We encode the visual world retinotopically, imposing a spatial reference frame on visual information processing. However, models of brain organization generally assume that retinotopic coding is replaced by abstract, amodal codes as information propagates through from visual to memory systems. This raises a puzzle for constructive accounts of visual memory: how can mnemonic and visual information interact if they are represented in different reference frames? To address this question, participants (N=15) underwent population receptive field (pRF) mapping during fMRI. We observed retinotopic coding throughout the visual system, including the scene perception areas (occipital place area (OPA) and parahippocampal place area (PPA)). Critically, consistent with prior work, we observed robust and reliable pRFs just beyond the anterior edge of visually-responsive cortex in high-level areas previously considered amodal. A large proportion of these high-level pRFs were located immediately anterior to scene-selective visual areas OPA and PPA, in memory-responsive cortex (Steel et al, 2022). We characterized these anterior pRFs, by localizing each participant’s OPA, PPA, and place memory areas (lateral (LPMA) and ventral (VPMA)) (Steel et al, 2022). Unlike visual areas OPA and PPA that contained almost exclusively prototypical positive pRFs, we observed a striking inversion of pRF amplitude in LPMA and VPMA, such that they exhibited spatially-selective negative BOLD responses.

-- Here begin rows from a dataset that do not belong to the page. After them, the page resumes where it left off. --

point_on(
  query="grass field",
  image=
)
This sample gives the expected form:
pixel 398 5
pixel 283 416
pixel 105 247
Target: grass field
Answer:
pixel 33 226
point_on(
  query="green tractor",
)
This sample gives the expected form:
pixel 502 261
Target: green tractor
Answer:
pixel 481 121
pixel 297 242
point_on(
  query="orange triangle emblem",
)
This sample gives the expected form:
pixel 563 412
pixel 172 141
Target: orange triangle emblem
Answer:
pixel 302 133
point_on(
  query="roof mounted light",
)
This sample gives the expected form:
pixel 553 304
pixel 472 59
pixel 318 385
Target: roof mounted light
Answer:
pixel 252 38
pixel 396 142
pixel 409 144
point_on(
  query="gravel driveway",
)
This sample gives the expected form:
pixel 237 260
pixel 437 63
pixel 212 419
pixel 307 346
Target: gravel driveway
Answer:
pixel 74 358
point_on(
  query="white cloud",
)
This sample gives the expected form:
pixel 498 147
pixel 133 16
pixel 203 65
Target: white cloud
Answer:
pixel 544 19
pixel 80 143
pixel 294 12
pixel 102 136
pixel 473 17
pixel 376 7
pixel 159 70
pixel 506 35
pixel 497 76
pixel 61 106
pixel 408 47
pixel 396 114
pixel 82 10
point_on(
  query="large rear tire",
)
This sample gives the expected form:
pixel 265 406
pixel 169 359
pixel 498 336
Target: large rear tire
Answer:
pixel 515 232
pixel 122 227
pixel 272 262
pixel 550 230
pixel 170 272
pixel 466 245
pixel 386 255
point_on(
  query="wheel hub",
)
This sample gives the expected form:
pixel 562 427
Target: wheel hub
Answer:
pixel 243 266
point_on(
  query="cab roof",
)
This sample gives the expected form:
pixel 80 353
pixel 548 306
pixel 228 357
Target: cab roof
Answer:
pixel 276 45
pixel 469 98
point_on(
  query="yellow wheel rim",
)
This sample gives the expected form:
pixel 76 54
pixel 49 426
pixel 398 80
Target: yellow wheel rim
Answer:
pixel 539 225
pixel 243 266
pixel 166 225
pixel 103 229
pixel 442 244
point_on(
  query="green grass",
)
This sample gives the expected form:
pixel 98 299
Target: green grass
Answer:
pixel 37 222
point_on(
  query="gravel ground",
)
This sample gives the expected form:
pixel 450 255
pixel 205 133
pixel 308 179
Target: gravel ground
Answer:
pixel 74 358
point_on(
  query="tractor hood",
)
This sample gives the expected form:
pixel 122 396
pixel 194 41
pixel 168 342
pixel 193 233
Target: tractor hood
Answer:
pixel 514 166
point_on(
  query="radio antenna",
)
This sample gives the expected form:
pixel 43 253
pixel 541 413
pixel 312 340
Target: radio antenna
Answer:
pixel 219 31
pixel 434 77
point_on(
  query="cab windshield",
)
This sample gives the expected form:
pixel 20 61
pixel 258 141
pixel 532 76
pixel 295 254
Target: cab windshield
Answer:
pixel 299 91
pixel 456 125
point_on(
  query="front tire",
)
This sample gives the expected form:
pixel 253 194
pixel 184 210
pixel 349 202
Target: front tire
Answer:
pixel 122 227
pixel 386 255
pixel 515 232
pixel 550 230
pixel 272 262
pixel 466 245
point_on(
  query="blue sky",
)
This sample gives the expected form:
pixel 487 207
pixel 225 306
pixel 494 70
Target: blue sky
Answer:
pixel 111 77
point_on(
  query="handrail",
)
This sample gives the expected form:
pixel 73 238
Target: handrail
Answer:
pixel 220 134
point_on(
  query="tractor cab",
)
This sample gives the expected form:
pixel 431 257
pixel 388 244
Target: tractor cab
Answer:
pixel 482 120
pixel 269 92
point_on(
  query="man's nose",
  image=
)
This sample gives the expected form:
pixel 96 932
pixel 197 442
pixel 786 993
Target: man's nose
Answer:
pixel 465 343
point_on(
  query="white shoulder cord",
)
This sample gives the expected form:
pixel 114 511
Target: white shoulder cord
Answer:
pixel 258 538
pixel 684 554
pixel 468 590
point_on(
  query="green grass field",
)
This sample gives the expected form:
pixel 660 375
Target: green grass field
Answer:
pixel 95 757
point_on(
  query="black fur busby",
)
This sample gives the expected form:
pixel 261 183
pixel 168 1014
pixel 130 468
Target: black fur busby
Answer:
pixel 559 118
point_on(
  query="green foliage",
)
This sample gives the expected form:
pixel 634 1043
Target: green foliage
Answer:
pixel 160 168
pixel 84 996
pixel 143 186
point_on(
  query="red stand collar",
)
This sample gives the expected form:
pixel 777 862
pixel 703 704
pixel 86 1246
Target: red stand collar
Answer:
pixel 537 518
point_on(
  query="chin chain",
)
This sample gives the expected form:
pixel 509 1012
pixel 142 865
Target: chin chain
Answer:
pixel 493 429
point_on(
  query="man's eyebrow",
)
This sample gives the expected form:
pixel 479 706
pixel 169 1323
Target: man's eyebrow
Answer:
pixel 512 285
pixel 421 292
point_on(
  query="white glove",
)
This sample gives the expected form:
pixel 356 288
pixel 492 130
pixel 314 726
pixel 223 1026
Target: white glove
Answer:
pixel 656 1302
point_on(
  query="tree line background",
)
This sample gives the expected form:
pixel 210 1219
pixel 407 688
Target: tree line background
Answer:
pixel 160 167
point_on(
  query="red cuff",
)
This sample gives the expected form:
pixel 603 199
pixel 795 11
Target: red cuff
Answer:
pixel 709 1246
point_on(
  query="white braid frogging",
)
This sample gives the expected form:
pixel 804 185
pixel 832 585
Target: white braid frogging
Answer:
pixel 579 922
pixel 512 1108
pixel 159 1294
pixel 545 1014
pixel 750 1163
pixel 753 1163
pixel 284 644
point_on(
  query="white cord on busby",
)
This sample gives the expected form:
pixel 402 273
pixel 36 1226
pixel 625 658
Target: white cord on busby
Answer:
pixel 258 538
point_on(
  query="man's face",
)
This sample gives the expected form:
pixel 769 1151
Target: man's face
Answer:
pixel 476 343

The visual field representation of negative pRFs in mnemonic areas closely matched their perceptual counterparts’, suggesting a common reference frame between perceptual and mnemonic regions. Finally, during a visual memory task, trial-wise activity of the positive and negative pRFs within the perceptual and memory areas was negatively correlated, suggesting a competitive push-pull dynamic between these neural systems. These results suggest that retinotopic coding, a fundamental organizing principle of visual cortex, persists in high-level, mnemonic cortex previously considered amodal. This shared code may provide a robust communication system aligning these neural systems.